Ölüm kelimesini kullanın. Ölen bir kişi için gitti, uyuyor gibi ifadeler kullanmayın, öldü deyin.
Ölümü hastalık ya da yaşlılıkla ilişkilendirmeyin. ‘Dünyadaki tüm canlıların bir yaşam süresi olduğunu, yaşam süresi bitince ölündüğünü’ söyleyin.
Ölen bir kişinin nereye gittiğini sorarsa “o öldü, ölen kişileri bir daha göremiyoruz ama onlara olan sevgimizi hep hissederiz, istersen birlikte resimlerine bakabiliriz, onunla ilgili konuşabiliriz” diyebilirsiniz (kendi duygularınızla ilgili dürüst olacağınız, özleminizi anlatacağınız önemli anlardan biri)
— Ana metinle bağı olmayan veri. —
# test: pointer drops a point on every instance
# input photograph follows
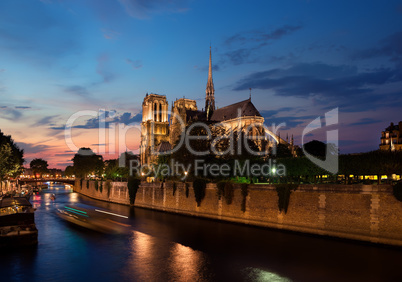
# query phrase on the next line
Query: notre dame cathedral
(159, 134)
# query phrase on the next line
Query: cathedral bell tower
(210, 91)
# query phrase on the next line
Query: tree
(39, 166)
(281, 151)
(11, 157)
(319, 149)
(87, 162)
(69, 171)
(114, 171)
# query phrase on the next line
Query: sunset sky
(301, 59)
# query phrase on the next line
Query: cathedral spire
(210, 91)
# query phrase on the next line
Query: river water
(168, 247)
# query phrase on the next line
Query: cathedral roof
(195, 115)
(230, 112)
(163, 147)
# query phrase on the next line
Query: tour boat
(91, 219)
(17, 222)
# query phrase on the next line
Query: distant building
(159, 134)
(27, 173)
(391, 137)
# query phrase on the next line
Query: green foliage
(281, 151)
(114, 171)
(397, 191)
(220, 188)
(284, 191)
(228, 193)
(244, 193)
(39, 166)
(174, 188)
(199, 186)
(133, 184)
(11, 157)
(69, 171)
(187, 190)
(86, 162)
(108, 185)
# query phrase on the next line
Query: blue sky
(302, 58)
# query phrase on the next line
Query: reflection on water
(255, 274)
(186, 264)
(152, 258)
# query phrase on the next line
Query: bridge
(33, 180)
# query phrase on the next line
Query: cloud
(144, 9)
(206, 68)
(76, 90)
(103, 68)
(331, 86)
(387, 47)
(137, 64)
(317, 79)
(366, 121)
(30, 148)
(108, 118)
(109, 34)
(36, 35)
(261, 36)
(47, 120)
(10, 114)
(251, 41)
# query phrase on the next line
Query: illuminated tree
(39, 166)
(11, 157)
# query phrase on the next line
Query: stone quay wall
(360, 212)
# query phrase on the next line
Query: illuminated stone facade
(159, 135)
(391, 137)
(154, 126)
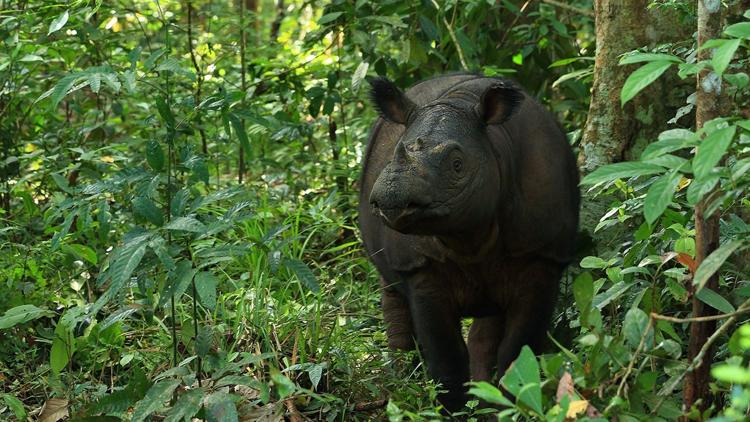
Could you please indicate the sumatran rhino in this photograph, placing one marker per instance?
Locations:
(468, 208)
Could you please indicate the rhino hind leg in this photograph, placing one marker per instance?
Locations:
(398, 324)
(484, 338)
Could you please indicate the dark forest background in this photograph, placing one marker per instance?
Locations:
(178, 193)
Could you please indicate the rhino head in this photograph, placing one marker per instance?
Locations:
(443, 177)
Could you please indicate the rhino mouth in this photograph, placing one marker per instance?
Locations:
(405, 218)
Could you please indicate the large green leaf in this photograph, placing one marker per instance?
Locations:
(186, 406)
(205, 285)
(634, 326)
(154, 155)
(660, 195)
(522, 380)
(642, 78)
(58, 22)
(177, 282)
(489, 393)
(648, 57)
(714, 300)
(723, 55)
(738, 30)
(713, 262)
(621, 170)
(303, 273)
(711, 149)
(22, 314)
(157, 395)
(145, 208)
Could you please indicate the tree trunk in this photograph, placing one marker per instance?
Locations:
(614, 133)
(707, 107)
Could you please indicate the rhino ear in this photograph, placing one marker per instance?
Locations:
(391, 102)
(498, 103)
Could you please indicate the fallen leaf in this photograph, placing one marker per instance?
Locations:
(565, 387)
(54, 409)
(576, 407)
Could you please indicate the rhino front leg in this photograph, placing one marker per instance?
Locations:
(438, 331)
(397, 318)
(484, 338)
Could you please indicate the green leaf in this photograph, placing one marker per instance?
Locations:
(723, 55)
(713, 262)
(157, 395)
(165, 112)
(715, 300)
(429, 28)
(63, 346)
(284, 385)
(669, 141)
(239, 130)
(221, 408)
(699, 187)
(732, 374)
(489, 393)
(359, 75)
(188, 224)
(636, 322)
(593, 262)
(154, 155)
(303, 273)
(329, 17)
(522, 380)
(642, 78)
(648, 57)
(145, 208)
(81, 251)
(739, 79)
(660, 195)
(711, 149)
(178, 282)
(205, 285)
(186, 406)
(16, 406)
(62, 88)
(620, 171)
(738, 30)
(583, 292)
(58, 23)
(22, 314)
(63, 231)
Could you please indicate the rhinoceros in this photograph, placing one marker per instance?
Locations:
(468, 209)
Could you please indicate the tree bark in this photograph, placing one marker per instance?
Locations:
(708, 106)
(614, 133)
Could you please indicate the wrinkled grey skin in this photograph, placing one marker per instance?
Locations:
(468, 208)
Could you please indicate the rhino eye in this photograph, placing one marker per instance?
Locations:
(458, 165)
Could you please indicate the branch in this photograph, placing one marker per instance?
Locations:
(566, 6)
(745, 307)
(700, 319)
(453, 38)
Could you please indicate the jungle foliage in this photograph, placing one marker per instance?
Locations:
(178, 192)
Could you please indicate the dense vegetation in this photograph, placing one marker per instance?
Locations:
(178, 192)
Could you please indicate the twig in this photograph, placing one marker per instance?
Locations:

Ölen kişilerin gömülmesi bu yaş grubundaki çocukları zorlayıcı bir bilgidir. Dolayısıyla sorduklarında mezarlıkları ‘ölen kişileri hatırlamak için isimlerini yazdığımız taşların olduğu yerler’ olarak tarif etmek ve çocukları okul öncesi dönemde bir cenaze törenine götürmemek daha uygundur.
Çocuk çok hasta olan bir kişiyi görmek isterse burada uygun karar çocuğa, hastaya ve duruma göre değişecektir. Hastane ortamının uygunluğu, hasta kişinin durumu, çocuğun özellikleri iyi değerlendirilmelidir. Telefon etmek ve çocuğun kart ya da mektup yazmak yoluyla iletişim kurması duruma göre tercih edilebilir.
Çocuklar yakın bir aile üyesi öldüğünde suçluluk ve öfke duyguları hissedebilirler. Anne-babaların çocuğa sevgi ve ilgilerinin devam edeceğine dair yeniden güven vermeleri gerekir.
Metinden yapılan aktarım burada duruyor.